Our study has a number of strengths. First, we not only use the generalized linear model to evaluate the linear relationship between TG/HDL-C and baPWV, but also use the generalized additive model to clarify the nonlinear relationship. GAM has obvious advantages in dealing with non-linear relations and it can handle the non-parametric smoothing and will fit a regression spline to the data. The use of GAM will help us to better discover the real relationships between exposure and outcome. Second, this study is an observational study including unavoidable potential confounding, so we used strict statistical adjustment to minimize residual confounding. Although the previous study reported a linear association between TG/HDL-C and baPWV, we did not detect this relationship in our study after adjusting smoking, alcoholic consumption and other confounding factors which were not adjusted by previous study. Third, the effect modifier factor analysis makes the use of data better. The negative association of TG/HDL-C on baPWV in subjects with excessive alcoholic consumption is found in subgroup analysis.

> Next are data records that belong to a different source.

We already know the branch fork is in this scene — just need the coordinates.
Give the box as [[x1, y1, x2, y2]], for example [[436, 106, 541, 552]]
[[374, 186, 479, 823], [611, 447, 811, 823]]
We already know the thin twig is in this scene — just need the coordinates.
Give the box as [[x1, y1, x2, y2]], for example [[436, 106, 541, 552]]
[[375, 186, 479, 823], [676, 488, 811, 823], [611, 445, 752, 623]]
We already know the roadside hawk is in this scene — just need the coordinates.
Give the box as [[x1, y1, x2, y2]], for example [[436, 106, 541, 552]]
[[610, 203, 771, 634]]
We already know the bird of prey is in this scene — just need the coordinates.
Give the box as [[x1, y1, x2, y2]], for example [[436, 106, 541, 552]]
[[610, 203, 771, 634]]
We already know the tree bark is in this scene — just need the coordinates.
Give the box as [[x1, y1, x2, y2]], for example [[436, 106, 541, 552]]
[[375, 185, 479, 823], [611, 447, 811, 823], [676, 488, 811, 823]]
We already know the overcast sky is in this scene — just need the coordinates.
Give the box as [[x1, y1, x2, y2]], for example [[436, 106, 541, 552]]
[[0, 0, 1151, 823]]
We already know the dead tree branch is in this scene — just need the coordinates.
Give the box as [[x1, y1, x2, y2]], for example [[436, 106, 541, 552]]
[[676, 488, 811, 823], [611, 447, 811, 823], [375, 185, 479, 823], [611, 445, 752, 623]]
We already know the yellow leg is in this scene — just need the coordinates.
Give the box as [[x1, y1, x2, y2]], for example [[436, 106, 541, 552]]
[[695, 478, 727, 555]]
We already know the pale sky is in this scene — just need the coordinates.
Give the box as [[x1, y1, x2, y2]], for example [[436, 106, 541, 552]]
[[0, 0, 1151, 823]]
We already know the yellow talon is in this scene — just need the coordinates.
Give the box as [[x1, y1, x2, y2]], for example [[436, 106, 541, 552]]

There are some limitations in our study. First, this study is a analytical cross-sectional study and thus provide only weak evidence between exposure and outcome, and it is difficult to distinguish the cause and effect. Second, as the study population contains only Japanese, it may be not generalisable to other biographic ethic groups. Third, due to raw data limitations, we cannot observe the correlation between insulin resistance and (HDL-C) ratio and arterial stiffness. Similarly, we also cannot investigate the plasma levels of inflammatory markers such as tumor necrosis factor, interleukin, and high-sensitivity C-reactive protein and their possible correlation with (HDL-C) ratio and arterial stiffness.

Conclusion

The relationship between TG/HDL-C and baPWV is non-linear. TG/HDL-C is positively related with baPWV when TG/HDL-C was less than 5.6. In addition, the negative association between them is found in excessive alcoholic subjects.